Most fruit you keep refrigerated (32-36°F), storing them away from vegetables, as fruit produce ethylene, a ripening agent. 

The following you can store in the refrigerator(> 7 days) apricots, Asian pears (nashi), blackberries, blueberries, cherries, cut fruits, grapes, raspberries, strawberries.

  • Bananas: Refrigerate to slow down their ripening. Their peel continues to darken, but not their flesh.  Room temperature is usually good enough and chances are employees usually eat all the bananas first so you don’t have to worry about storage.

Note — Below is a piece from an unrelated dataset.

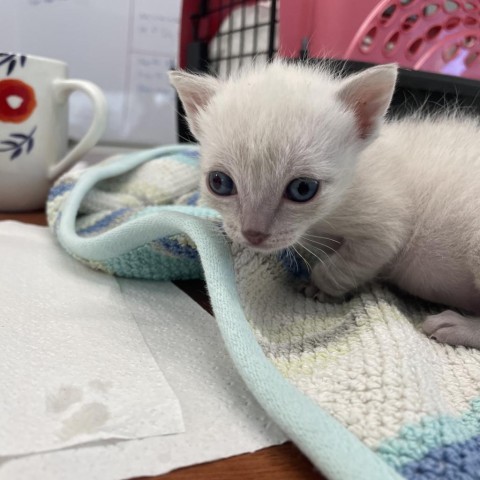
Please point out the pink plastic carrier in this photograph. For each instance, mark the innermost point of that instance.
(441, 36)
(432, 35)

    • Citrus fruits (such as lemons, limes, grapefruit, oranges): Citrus fruits, which don’t ripen further after they’re picked and are relatively long-storage fruits, keep for up to three weeks in the fridge.
    • Consider vegetable and fruit quality 
      Vegetable and fruit quality affects the length of storage. Quality can vary from item to item, variety to variety, and season to season. For example, a rainy growing season can cause lettuce to be brown when purchased, or become brown more quickly. Sort vegetables and fruits before storage and use bruised or soft vegetables and fruits first. Discard those showing evidence of decay. Wilted vegetables can be used to make broths, and wilted fruits can make sauces.
      You can always keep fruit at your desk for a day or two however for maximum freshness throw it in the frig.